А уж как потешались в полку над Байрачным и Калашниковым! У них прямо-таки уши горели от стыда. Но кто же знал, что так получится?

— Мы за вас, товарищ старший лейтенант, боялись, — оправдывались молодые летчики.

— Слабодушие проявили, — сердился Телюков. — Разве это летчик, который боится чего бы то ни было? Есть приказ — бей! Бей метко, крепко, а не так, как комар крылом. Но ничего, я вас научу! В копейку будете попадать!

«Эге ж, шуми!» — мысленно соглашался Байрачный и в который уже раз принимался рассказывать однополчанам о необычном происшествии в воздухе.

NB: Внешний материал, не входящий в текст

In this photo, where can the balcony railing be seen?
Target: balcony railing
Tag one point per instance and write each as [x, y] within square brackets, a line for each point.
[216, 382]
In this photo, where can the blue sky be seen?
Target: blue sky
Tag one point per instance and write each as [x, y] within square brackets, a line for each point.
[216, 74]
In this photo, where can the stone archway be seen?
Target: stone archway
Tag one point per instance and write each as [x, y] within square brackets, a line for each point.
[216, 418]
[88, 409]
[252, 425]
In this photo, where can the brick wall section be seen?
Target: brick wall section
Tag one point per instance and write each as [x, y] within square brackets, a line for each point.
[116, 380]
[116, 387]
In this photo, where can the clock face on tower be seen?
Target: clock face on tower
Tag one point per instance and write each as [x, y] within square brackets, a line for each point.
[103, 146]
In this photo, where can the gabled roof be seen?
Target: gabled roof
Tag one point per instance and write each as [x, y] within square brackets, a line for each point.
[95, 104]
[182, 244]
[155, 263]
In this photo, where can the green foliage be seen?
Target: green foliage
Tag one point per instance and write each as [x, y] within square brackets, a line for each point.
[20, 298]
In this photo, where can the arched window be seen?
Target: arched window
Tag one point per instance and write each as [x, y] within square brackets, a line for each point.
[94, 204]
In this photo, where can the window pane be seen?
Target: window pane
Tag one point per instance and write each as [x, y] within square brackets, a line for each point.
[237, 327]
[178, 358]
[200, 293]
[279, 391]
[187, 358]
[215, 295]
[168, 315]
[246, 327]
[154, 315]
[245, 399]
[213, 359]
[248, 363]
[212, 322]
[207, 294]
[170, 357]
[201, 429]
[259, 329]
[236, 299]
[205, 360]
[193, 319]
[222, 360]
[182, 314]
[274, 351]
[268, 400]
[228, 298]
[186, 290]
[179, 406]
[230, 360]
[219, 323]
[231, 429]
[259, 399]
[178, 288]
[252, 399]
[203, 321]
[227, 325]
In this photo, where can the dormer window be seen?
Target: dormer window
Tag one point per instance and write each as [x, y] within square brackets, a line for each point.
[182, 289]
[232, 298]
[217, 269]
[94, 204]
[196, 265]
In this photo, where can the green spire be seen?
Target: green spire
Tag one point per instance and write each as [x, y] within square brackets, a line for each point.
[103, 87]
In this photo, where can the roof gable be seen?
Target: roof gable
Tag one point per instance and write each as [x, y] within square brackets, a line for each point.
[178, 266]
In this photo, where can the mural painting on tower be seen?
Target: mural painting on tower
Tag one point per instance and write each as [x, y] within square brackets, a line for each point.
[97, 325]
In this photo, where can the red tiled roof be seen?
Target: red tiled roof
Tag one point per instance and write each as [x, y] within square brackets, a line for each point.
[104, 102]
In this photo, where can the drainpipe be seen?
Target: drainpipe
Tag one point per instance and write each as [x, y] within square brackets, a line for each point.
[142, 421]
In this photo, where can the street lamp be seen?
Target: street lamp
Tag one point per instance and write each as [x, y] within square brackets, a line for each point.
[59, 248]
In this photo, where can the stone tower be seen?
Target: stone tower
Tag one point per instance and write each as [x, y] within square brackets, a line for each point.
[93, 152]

— Вы понимаете, как это получилось? Вы только представьте себе! Зашел я справа, атаковал и выхожу влево. Вдруг Ту-2 энергично разворачивается прямо на меня. Я — вправо, а он продолжает разворачиваться и — за мной! Я, конечно, подумал, что Телюков не выбросился, сидит в кабине и гонится за нами, — не видишь, дескать, что я на борту!.. Ей-богу, как у Майн Рида! Там всадник без головы, а тут самолет без летчика. Ну ясно, нам уже было не до атаки. Дали мы с Калашниковым по газам — и домой. А что оставалось делать в такой ситуации?

И все, кто слушал Байрачного, покатывались со смеху.

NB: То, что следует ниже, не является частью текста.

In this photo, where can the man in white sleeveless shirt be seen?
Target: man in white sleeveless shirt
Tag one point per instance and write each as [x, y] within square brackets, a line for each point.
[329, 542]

У Телюкова собралось девять часов, которые он снял с бомбардировщиков. Сложив их в чемодан, он отправился в техсклад.

— Получай и приходуй государственное имущество, — сказал он, выкладывая часы перед кладовщиком.

— Вы имеете право взять их себе, — ответил тот. — Ведь они списаны вместе с самолетами.

— Бери, бери да квитанцию выписывай, чтобы все было по закону.

Глава тринадцатая

От поликлиники к коттеджам и дальше к центру авиационного городка вела серая, еле заметная тропинка. Сколько раз в день поглядывала Бибиджан на эту тропинку! Покажется вдалеке фигура офицера в коричневой кожаной куртке и синих бриджах — екнет девичье сердце. Он? Нет, не он. Досада и грусть охватывают девушку. Не возвращается к ней Гриша: как ножом отрезал.

Несколько раз дежурила Бибиджан на аэродроме в санитарной машине. Видела Григория, следила из кабины за каждым его шагом, не отрывала глаз от самолета, на котором он летал. Знала и бортовой номер самолета — «017»… А он, Гриша, перестал замечать ее. Не подойдет, не скажет, как некогда говорил ласково: «Биби, серденько мое!» Никто до него так не зазывал ее. Боже, какие теплые и нежные слова!